While the project came about because new technologies have reduced opportunities for work in Jaywick, Henaff’s initial curiosity was piqued by the provocation that a fully-automated future will not simply revolutionise work but remove it altogether.
“We define ourselves by the jobs we have. But do we have the right not to work?” Maël Henaff
Automation and the end of work appears in Graysha Audren's BA Textile Design project as she harnesses cutting-edge technology for Seamless: Woven Workwear for an Automated Future. She looks to the year 2100 when “manual labour is a thing of the past with universal basic income providing a new generation of leisure”.
Taking inspiration from the UK’s only 3D weaving machine which can weave 20 layers at a time Audren has designed a series of garments for a future world. Her resulting collection is nostalgia workwear created on 3D weaving machines, each one bespoke to fit the wearer.
Her interest in technological innovation stems from the problem of waste in the current fashion system.
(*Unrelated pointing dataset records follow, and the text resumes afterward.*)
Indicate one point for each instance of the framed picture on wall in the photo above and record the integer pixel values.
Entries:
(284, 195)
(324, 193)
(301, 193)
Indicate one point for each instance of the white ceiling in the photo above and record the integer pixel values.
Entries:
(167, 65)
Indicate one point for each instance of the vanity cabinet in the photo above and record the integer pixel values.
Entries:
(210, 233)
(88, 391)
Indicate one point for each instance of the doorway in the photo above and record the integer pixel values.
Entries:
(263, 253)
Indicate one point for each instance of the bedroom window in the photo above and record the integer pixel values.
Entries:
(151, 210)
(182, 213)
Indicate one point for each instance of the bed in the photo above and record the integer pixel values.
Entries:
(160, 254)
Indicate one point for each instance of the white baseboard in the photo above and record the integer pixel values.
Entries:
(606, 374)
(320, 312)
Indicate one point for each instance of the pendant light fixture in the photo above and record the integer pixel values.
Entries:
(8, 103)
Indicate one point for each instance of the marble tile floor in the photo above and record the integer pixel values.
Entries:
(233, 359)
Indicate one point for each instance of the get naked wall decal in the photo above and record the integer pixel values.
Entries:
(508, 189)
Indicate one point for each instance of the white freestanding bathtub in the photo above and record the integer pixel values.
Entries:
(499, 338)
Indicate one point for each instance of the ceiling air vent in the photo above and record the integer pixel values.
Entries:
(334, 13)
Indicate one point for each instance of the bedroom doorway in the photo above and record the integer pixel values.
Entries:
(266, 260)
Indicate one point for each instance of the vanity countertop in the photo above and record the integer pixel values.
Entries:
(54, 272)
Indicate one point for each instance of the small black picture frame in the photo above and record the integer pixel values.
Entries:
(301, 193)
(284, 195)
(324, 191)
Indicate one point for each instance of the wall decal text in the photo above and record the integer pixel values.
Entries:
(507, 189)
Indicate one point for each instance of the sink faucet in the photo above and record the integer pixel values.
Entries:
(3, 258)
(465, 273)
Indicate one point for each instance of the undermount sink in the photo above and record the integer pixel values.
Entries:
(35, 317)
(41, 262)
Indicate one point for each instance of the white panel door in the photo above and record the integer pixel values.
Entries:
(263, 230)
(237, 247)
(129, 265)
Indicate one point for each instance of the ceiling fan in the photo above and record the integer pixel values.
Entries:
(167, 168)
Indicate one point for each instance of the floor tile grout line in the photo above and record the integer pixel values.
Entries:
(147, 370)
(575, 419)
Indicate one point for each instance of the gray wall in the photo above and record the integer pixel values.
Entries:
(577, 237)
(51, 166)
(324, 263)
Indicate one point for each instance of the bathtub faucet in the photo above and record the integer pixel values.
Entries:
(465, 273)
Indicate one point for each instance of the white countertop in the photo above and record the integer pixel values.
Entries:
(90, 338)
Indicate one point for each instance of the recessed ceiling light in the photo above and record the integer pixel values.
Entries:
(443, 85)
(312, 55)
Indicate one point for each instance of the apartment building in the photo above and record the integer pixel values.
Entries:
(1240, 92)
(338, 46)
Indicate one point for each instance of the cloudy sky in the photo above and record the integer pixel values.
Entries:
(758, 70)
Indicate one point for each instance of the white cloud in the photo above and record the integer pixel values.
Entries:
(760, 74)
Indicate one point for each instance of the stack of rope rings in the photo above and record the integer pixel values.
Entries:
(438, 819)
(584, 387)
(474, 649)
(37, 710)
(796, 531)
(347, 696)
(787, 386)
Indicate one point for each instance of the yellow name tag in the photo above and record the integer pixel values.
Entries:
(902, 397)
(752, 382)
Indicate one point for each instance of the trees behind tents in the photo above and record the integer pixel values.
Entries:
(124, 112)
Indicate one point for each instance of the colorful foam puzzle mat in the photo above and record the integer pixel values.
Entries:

In garment production 6-25% of the fabric is wasted in off-cuts and 73% of all textiles produced end up in landfills or incinerated. Audren's approach is to reform the system with the advent of seamless woven garments.
“So many efforts have been put into making fast fashion immoral but we continue to buy it. This moral righteousness doesn’t work. The only thing that will work is persuading people with money and efficiency; if you can provide a sustainable item that’s good for the company that manufactures it in terms of profit as well as it being sustainable. That’s the win-win.” Graysha Audren
Maël Henaff was nominated for the MullenLowe NOVA Awards and Graysha Audren won a commendation in the LVMH Green Trail. Both projects were exhibited in Show Two: Design at Central Saint Martins, 19-23 June and can be seen in Designing in Turbulent Times at the Lethaby Gallery, 14 September – 27 October.